The cost for all this? According to IsraMoon’s Facebook page, a reasonable NIS 600,000 ($156,000) for the two-bedroom model, and NIS 800,000 ($207,000) and up for three bedrooms and larger. And for those who insisted on seeing before believing, the IsraMoon people had a Youtube video.
Since prices for homes in the earthly Israel are usually far higher, it’s not surprising that the IsraMoon site generated much interest among bloggers and journalists. Along with the email, IsraMoon placed banner ads on popular Israeli websites, such as Ynet (the Hebrew news site of the Yedioth Ahronoth daily). The ads, and subsequent articles that appeared on websites, apparently raised the curiosity of many Israelis — as well as the ire of one very senior editor for an Israeli paper (who requested that his name be kept out of this story).
In a message to hundreds of journalists, that editor wrote, “How wonderful it is that you will be setting up a religious compound on the moon, with two synagogues yet — one Sephardic and one Ashkenazi. Will you also be setting up facilities for youth groups?” he continued sardonically. Referring to the protests against high prices that took place in Israel last summer, he asked, “and will you be building a boulevard for protesters who will demand social justice outside the fancy lunar ‘penthouses?’ It appears to me that your ads will be the first piece of evidence in a fraud case that I will make sure is opened by police against sponsors of this project.”
Unfortunately, the editor was unable to file charges with police, as the cagey sponsors kept their identity a secret.
And the project appeared to generate competition. Not to be undone, a group called Mars One denigrated the IsraMoon project while offering the red planet as a logical alternative for residents crowded out of Israel’s housing market.

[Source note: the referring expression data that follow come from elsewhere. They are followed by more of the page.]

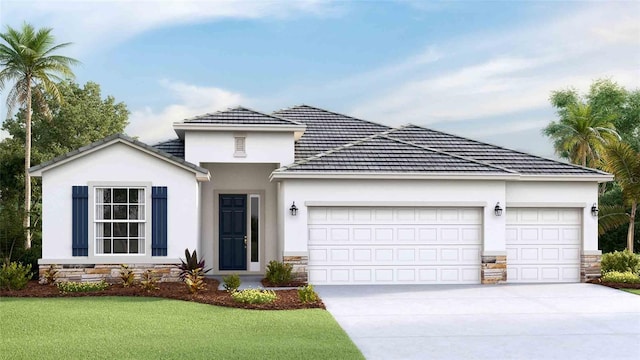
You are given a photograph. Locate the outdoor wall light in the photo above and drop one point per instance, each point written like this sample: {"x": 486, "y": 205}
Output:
{"x": 497, "y": 210}
{"x": 293, "y": 209}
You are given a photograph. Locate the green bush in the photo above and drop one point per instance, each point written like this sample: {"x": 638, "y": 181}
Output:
{"x": 50, "y": 275}
{"x": 14, "y": 276}
{"x": 126, "y": 275}
{"x": 231, "y": 282}
{"x": 279, "y": 273}
{"x": 195, "y": 280}
{"x": 70, "y": 286}
{"x": 307, "y": 294}
{"x": 621, "y": 277}
{"x": 254, "y": 296}
{"x": 621, "y": 261}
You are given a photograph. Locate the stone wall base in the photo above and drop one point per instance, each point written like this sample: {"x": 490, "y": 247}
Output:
{"x": 494, "y": 269}
{"x": 111, "y": 272}
{"x": 299, "y": 272}
{"x": 590, "y": 267}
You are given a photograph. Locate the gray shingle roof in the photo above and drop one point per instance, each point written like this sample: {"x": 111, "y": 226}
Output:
{"x": 239, "y": 116}
{"x": 382, "y": 154}
{"x": 326, "y": 130}
{"x": 490, "y": 154}
{"x": 125, "y": 138}
{"x": 173, "y": 147}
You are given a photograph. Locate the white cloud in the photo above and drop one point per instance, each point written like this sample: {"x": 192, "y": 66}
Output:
{"x": 154, "y": 126}
{"x": 97, "y": 24}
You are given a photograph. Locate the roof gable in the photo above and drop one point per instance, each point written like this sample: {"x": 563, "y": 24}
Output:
{"x": 201, "y": 173}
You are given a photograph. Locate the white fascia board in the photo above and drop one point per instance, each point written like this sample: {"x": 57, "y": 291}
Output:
{"x": 200, "y": 176}
{"x": 588, "y": 178}
{"x": 405, "y": 176}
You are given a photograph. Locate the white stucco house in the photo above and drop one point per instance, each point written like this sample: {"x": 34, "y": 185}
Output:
{"x": 347, "y": 201}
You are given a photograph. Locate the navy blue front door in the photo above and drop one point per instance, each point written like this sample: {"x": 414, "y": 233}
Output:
{"x": 233, "y": 232}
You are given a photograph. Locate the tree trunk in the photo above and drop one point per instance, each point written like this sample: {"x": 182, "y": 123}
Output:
{"x": 632, "y": 222}
{"x": 27, "y": 165}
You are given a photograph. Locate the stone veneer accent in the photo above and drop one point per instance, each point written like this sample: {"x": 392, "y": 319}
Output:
{"x": 590, "y": 267}
{"x": 494, "y": 269}
{"x": 111, "y": 272}
{"x": 299, "y": 272}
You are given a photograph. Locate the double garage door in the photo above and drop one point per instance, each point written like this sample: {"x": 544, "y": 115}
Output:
{"x": 405, "y": 245}
{"x": 420, "y": 245}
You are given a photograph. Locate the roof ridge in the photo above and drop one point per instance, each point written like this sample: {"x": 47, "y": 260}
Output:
{"x": 449, "y": 154}
{"x": 334, "y": 113}
{"x": 507, "y": 149}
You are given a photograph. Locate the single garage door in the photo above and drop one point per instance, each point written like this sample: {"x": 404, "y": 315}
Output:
{"x": 403, "y": 245}
{"x": 543, "y": 245}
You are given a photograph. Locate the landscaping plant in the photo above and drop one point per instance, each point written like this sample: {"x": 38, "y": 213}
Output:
{"x": 149, "y": 281}
{"x": 190, "y": 264}
{"x": 195, "y": 280}
{"x": 126, "y": 275}
{"x": 621, "y": 277}
{"x": 50, "y": 275}
{"x": 307, "y": 294}
{"x": 254, "y": 296}
{"x": 620, "y": 261}
{"x": 279, "y": 273}
{"x": 14, "y": 276}
{"x": 231, "y": 282}
{"x": 70, "y": 286}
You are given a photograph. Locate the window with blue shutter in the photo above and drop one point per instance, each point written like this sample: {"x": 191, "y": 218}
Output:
{"x": 80, "y": 233}
{"x": 159, "y": 221}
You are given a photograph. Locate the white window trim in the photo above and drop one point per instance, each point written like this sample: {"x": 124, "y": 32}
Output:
{"x": 120, "y": 258}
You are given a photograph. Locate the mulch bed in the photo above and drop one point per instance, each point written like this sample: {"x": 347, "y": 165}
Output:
{"x": 616, "y": 285}
{"x": 287, "y": 299}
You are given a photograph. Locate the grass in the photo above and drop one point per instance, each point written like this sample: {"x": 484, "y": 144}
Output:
{"x": 150, "y": 328}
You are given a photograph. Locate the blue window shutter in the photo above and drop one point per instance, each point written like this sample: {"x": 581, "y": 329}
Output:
{"x": 159, "y": 221}
{"x": 80, "y": 231}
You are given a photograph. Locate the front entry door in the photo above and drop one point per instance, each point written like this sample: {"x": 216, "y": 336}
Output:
{"x": 233, "y": 232}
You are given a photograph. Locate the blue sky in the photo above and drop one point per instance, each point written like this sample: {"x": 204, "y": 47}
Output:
{"x": 481, "y": 69}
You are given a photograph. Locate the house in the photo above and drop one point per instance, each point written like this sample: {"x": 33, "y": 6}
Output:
{"x": 346, "y": 201}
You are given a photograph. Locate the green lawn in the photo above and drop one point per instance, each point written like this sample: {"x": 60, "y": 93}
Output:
{"x": 633, "y": 291}
{"x": 149, "y": 328}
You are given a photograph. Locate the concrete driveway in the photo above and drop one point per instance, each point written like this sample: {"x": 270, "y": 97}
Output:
{"x": 546, "y": 321}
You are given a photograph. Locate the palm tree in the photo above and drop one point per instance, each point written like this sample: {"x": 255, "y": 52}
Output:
{"x": 581, "y": 135}
{"x": 27, "y": 61}
{"x": 623, "y": 162}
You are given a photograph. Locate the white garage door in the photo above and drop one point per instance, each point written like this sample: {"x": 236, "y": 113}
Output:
{"x": 366, "y": 245}
{"x": 543, "y": 245}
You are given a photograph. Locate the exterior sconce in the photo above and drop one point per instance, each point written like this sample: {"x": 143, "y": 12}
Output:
{"x": 594, "y": 210}
{"x": 497, "y": 210}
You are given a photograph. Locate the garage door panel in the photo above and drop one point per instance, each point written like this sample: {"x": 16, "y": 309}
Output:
{"x": 394, "y": 275}
{"x": 394, "y": 245}
{"x": 543, "y": 245}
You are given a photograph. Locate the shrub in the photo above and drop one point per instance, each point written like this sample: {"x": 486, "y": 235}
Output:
{"x": 126, "y": 275}
{"x": 231, "y": 282}
{"x": 621, "y": 261}
{"x": 254, "y": 296}
{"x": 195, "y": 280}
{"x": 14, "y": 276}
{"x": 69, "y": 286}
{"x": 149, "y": 281}
{"x": 191, "y": 264}
{"x": 621, "y": 277}
{"x": 279, "y": 273}
{"x": 50, "y": 275}
{"x": 307, "y": 294}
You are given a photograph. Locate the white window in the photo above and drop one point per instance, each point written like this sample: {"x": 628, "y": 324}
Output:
{"x": 240, "y": 146}
{"x": 120, "y": 220}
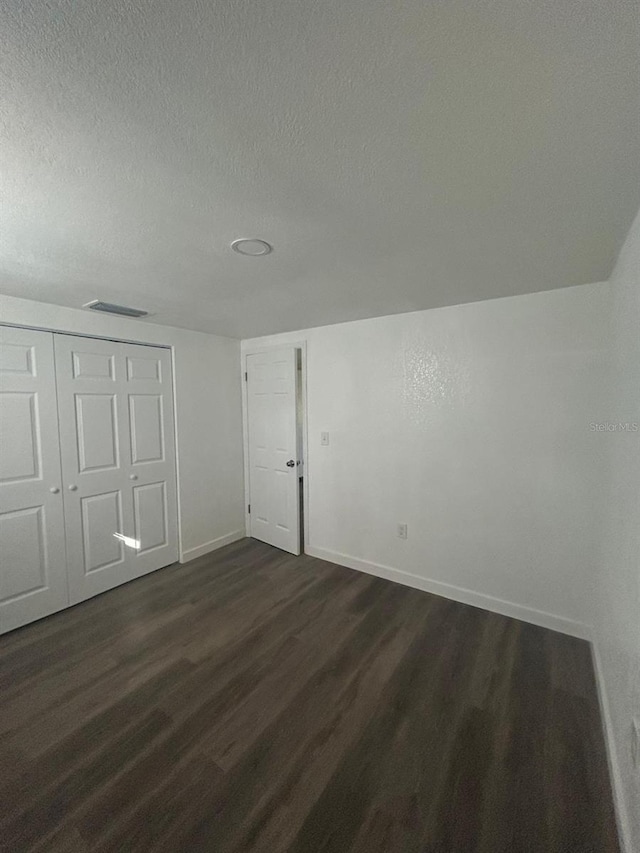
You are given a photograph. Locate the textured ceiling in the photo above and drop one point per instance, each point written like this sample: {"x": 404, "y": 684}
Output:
{"x": 399, "y": 154}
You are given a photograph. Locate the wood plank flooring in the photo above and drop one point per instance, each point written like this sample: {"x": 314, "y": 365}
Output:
{"x": 254, "y": 701}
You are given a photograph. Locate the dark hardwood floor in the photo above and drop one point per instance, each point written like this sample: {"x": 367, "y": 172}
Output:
{"x": 254, "y": 701}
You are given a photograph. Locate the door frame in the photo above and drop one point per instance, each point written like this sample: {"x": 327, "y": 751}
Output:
{"x": 118, "y": 340}
{"x": 254, "y": 350}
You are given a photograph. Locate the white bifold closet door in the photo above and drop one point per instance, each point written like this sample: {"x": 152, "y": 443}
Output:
{"x": 33, "y": 578}
{"x": 117, "y": 445}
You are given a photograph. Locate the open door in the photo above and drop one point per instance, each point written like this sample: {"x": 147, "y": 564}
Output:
{"x": 274, "y": 510}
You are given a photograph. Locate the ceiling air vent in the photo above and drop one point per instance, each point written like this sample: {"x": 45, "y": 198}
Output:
{"x": 108, "y": 308}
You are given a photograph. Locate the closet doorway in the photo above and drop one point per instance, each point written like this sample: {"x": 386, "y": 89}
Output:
{"x": 88, "y": 493}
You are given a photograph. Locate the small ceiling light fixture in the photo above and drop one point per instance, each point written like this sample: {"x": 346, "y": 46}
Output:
{"x": 251, "y": 246}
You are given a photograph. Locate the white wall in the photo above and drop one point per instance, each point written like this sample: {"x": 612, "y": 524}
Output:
{"x": 617, "y": 641}
{"x": 208, "y": 414}
{"x": 472, "y": 425}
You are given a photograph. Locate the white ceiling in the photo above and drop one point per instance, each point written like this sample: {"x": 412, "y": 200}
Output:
{"x": 399, "y": 154}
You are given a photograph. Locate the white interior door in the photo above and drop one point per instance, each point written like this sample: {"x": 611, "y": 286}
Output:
{"x": 272, "y": 421}
{"x": 33, "y": 580}
{"x": 117, "y": 445}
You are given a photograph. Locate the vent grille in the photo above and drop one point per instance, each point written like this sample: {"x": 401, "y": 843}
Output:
{"x": 109, "y": 308}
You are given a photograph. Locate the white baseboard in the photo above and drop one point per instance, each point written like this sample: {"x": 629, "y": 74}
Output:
{"x": 456, "y": 593}
{"x": 212, "y": 545}
{"x": 612, "y": 755}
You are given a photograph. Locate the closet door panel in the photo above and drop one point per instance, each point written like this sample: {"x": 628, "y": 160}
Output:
{"x": 33, "y": 580}
{"x": 96, "y": 447}
{"x": 152, "y": 461}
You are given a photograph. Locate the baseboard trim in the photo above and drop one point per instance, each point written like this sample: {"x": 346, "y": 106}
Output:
{"x": 612, "y": 755}
{"x": 456, "y": 593}
{"x": 212, "y": 545}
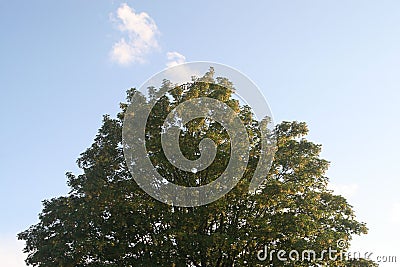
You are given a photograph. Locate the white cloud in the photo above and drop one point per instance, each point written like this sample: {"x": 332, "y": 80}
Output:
{"x": 175, "y": 58}
{"x": 346, "y": 190}
{"x": 395, "y": 213}
{"x": 141, "y": 36}
{"x": 11, "y": 252}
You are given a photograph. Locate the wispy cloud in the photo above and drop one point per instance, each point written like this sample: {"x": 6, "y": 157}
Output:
{"x": 140, "y": 38}
{"x": 175, "y": 58}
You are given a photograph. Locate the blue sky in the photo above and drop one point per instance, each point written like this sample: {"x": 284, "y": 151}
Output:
{"x": 332, "y": 64}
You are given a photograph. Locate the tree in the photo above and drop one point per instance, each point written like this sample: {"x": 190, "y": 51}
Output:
{"x": 107, "y": 220}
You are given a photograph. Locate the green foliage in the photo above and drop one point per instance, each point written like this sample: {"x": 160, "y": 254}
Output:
{"x": 107, "y": 220}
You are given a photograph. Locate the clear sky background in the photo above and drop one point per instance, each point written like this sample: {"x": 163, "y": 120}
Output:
{"x": 332, "y": 64}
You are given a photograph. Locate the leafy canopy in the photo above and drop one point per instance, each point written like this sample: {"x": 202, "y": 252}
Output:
{"x": 107, "y": 220}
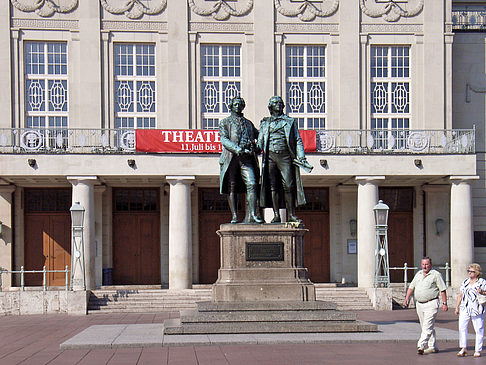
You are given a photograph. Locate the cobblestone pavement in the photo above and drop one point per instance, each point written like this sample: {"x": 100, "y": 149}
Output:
{"x": 36, "y": 339}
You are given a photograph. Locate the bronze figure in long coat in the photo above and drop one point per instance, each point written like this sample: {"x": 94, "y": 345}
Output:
{"x": 280, "y": 141}
{"x": 239, "y": 170}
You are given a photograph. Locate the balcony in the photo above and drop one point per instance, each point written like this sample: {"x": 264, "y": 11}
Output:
{"x": 469, "y": 18}
{"x": 335, "y": 142}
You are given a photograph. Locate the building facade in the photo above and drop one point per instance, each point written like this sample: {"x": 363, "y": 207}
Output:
{"x": 394, "y": 91}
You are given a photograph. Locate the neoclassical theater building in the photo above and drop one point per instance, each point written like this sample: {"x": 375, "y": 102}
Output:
{"x": 115, "y": 104}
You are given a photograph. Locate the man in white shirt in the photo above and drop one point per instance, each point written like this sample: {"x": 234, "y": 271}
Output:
{"x": 427, "y": 284}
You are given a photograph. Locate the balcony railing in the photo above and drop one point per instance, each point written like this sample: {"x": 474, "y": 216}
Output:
{"x": 123, "y": 141}
{"x": 469, "y": 18}
{"x": 396, "y": 141}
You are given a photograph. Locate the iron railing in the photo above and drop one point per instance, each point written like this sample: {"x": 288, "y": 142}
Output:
{"x": 469, "y": 18}
{"x": 121, "y": 141}
{"x": 405, "y": 269}
{"x": 44, "y": 272}
{"x": 396, "y": 141}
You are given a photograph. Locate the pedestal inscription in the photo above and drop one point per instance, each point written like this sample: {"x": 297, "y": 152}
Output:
{"x": 262, "y": 263}
{"x": 267, "y": 251}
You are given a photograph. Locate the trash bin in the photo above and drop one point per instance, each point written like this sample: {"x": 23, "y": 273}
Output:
{"x": 108, "y": 276}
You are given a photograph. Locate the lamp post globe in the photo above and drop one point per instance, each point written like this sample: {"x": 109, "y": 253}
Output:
{"x": 381, "y": 213}
{"x": 77, "y": 215}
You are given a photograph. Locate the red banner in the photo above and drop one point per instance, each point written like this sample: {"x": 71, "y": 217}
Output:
{"x": 194, "y": 140}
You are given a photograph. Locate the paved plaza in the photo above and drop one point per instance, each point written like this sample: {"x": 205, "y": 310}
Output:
{"x": 37, "y": 339}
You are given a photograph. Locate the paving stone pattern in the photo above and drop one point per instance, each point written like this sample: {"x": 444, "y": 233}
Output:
{"x": 36, "y": 340}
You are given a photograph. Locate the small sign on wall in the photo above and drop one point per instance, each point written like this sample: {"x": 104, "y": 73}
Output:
{"x": 352, "y": 246}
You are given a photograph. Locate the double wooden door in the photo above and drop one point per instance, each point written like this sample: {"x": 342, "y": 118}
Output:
{"x": 47, "y": 237}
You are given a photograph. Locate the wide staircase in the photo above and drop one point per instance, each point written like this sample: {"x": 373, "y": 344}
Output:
{"x": 346, "y": 297}
{"x": 152, "y": 300}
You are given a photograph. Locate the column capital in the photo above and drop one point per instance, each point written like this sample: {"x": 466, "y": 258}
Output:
{"x": 369, "y": 179}
{"x": 7, "y": 188}
{"x": 436, "y": 188}
{"x": 347, "y": 188}
{"x": 173, "y": 180}
{"x": 82, "y": 179}
{"x": 100, "y": 188}
{"x": 457, "y": 179}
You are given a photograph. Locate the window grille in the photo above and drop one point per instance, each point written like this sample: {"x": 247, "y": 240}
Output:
{"x": 390, "y": 96}
{"x": 135, "y": 90}
{"x": 220, "y": 81}
{"x": 46, "y": 91}
{"x": 306, "y": 85}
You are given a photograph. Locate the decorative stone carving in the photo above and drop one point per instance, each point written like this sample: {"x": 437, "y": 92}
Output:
{"x": 45, "y": 24}
{"x": 221, "y": 10}
{"x": 44, "y": 8}
{"x": 305, "y": 10}
{"x": 391, "y": 10}
{"x": 133, "y": 9}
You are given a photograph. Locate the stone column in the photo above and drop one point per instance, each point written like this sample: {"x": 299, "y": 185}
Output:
{"x": 6, "y": 235}
{"x": 83, "y": 192}
{"x": 367, "y": 199}
{"x": 180, "y": 232}
{"x": 6, "y": 65}
{"x": 462, "y": 242}
{"x": 98, "y": 236}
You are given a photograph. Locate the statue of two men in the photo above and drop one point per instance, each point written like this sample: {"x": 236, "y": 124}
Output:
{"x": 283, "y": 153}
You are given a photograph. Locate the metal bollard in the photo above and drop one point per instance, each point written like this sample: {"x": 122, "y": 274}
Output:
{"x": 67, "y": 278}
{"x": 405, "y": 276}
{"x": 44, "y": 281}
{"x": 448, "y": 279}
{"x": 22, "y": 283}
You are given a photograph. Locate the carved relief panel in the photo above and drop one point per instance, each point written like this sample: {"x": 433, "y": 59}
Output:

“People can’t live on the north-west side of the moon,” where the Israeli lunar neighborhood was to be set up. “2022 is not enough time to build the project. In my opinion, it is possible to finish it only in 2025.” But not to worry, the group said. “The Mars One project will be finished by 2023.”
Unlike IsraMoon, though, the Mars One project seems to be for real, with scientists and financial backers supporting it.
The charade came to an end Thursday, when the IsraMoon Facebook page sported a subtle but important change – a message that read “with 130,000 apartments available (on WinWin), you don’t need to search for a home on the moon.”
The purpose of the campaign, Winwin CEO Yuval Atad said in a statement, was twofold — first, to show potential advertisers and home sellers the site’s savvy in online marketing, and second, to draw attention to the fact that, despite what many perceive to be a shortage of affordable housing in Israel, Winwin has tens of thousands of units available for every price range.
According to the statement, the campaign drew inquiries from thousands of people, and several hundred tried to sign up using the form on the IsraMoon site (which has since been taken down). Atad said the campaign was far more successful than he had hoped, and he commended Israelis for their sense of humor.
“If nothing else,” Atad said, “we got people talking” about the possibilities of living on the moon.